This week's book giveaway is in the Cloud forum.
We're giving away four copies of The Business Blockchain and have William Mougayar on-line!
See this thread for details.
Win a copy of The Business Blockchain this week in the Cloud forum!
  • Post Reply
  • Bookmark Topic Watch Topic
  • New Topic

B&S: Data File Format

 
Alain Dickson
Ranch Hand
Posts: 53
  • Mark post as helpful
  • send pies
  • Quote
  • Report post to moderator
Hi All, need help to understand the data file and its format. I have never worked with files in real life and this is the only part which is not fitting into my understanding.

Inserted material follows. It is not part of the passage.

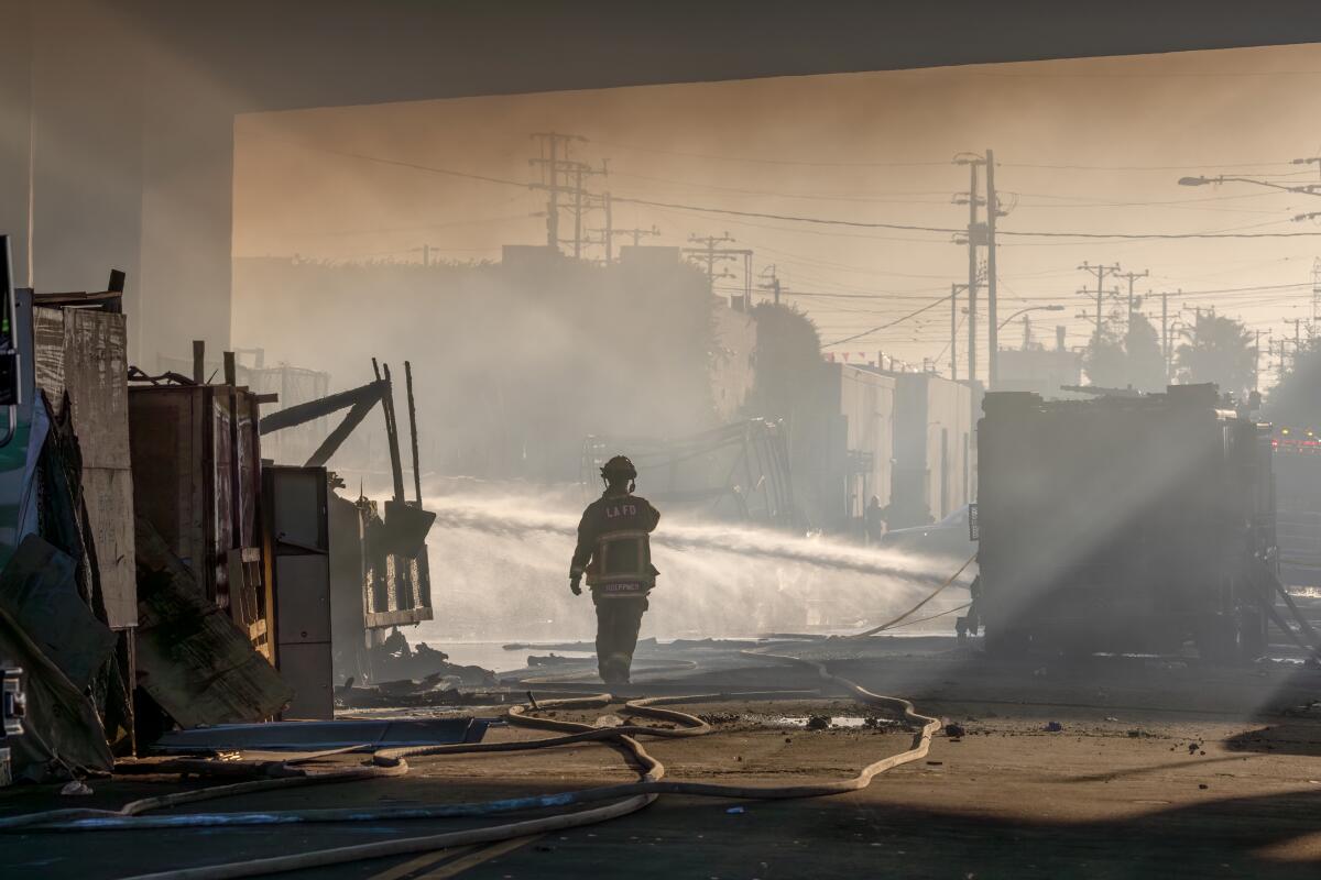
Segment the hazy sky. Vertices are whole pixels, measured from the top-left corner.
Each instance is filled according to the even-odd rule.
[[[1172,319],[1181,307],[1214,305],[1262,330],[1263,339],[1292,338],[1284,319],[1312,314],[1321,226],[1291,218],[1321,211],[1321,197],[1235,182],[1192,189],[1177,179],[1321,182],[1321,165],[1291,164],[1321,154],[1318,119],[1316,46],[250,115],[235,125],[234,253],[419,261],[429,245],[433,259],[481,260],[498,259],[502,244],[544,243],[546,220],[532,215],[544,210],[544,193],[408,165],[526,182],[535,175],[530,133],[572,132],[588,139],[575,158],[597,166],[609,160],[609,175],[590,185],[616,197],[616,227],[659,227],[647,244],[728,232],[737,239],[729,247],[756,252],[756,273],[777,267],[793,302],[832,343],[947,294],[951,282],[967,278],[966,248],[945,232],[694,208],[959,227],[967,207],[951,197],[966,190],[968,172],[951,160],[991,148],[1009,208],[1000,220],[1001,319],[1025,306],[1063,303],[1065,311],[1033,315],[1038,338],[1053,338],[1062,323],[1071,346],[1085,344],[1092,325],[1079,317],[1087,302],[1077,292],[1091,276],[1078,265],[1118,261],[1151,272],[1137,281],[1139,293],[1182,288],[1169,301]],[[626,198],[687,207],[620,201]],[[588,226],[601,220],[593,214]],[[564,214],[561,234],[571,228]],[[1308,235],[1124,240],[1013,232]],[[741,273],[737,264],[729,268]],[[236,311],[254,305],[235,290]],[[982,309],[984,329],[984,299]],[[1159,325],[1159,297],[1144,311]],[[1001,346],[1021,336],[1016,322],[1001,331]],[[914,364],[938,358],[943,371],[948,339],[950,309],[942,303],[827,350],[869,359],[882,350]],[[964,344],[966,329],[960,375]]]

FORMAT DESCRIPTION IN INSTRUCTIONS
(I have inserted dashed lines with section names for ease of asking questions):
--------------------SECTION 1--------------------------------
Start of file
4 byte numeric, magic cookie value identifies this as a data file
4 byte numeric, offset to start of record zero
2 byte numeric, number of fields in each record
-------------------SECTION 1 ENDS--------------------------------

-----------------SECTION 2--------------------------------------
Schema description section.
Repeated for each field in a record:
2 byte numeric, length in bytes of field name
n bytes (defined by previous entry), field name
2 byte numeric, field length in bytes
end of repeating block
----------------SECTION 2 ENDS------------------------------------

----------------SECTION 3-----------------------------------------
Data section. (offset into file equal to "offset to start of record zero" value)
Repeat to end of file:
2 byte flag. 00 implies valid record, 0x8000 implies deleted record
Record containing fields in order specified in schema section, no separators between fields, each field fixed length at maximum specified in schema information
----------------SECTION 3 ENDS----------------------------------------

---------------
ACTUAL DATA FILE SUPPLIED WITH MY ASSIGNMENT(HEADER AND SOME OF DATA)AS VIEWED IN WORDPAD.(BUT IT SHOWS DIFFERENT IN HEX EDITOR AND JEDIT). I hope my questions can be answered with this view.

Fname location@
specialties@sizerateownerDogs With Tools Smallville Roofing 7 $35.00 Hamner & Tong Smallville Drywall, Roofing 10 $85.00

--------------------------

QUESTIONS:
1. Can you please seprate different sections of actual data file according to the file format(Eg: which part is "magic cookie", "offset" etc.)
2. Where is the 2 byte flag which indicates valid/deleted record.

Many thanks,
Alain
 
Jeffry Kristianto Yanuar
Ranch Hand
Posts: 759
  • Mark post as helpful
  • send pies
  • Quote
  • Report post to moderator
Hi friend, welcome to the JavaRanch such a lovely place for Java programmer.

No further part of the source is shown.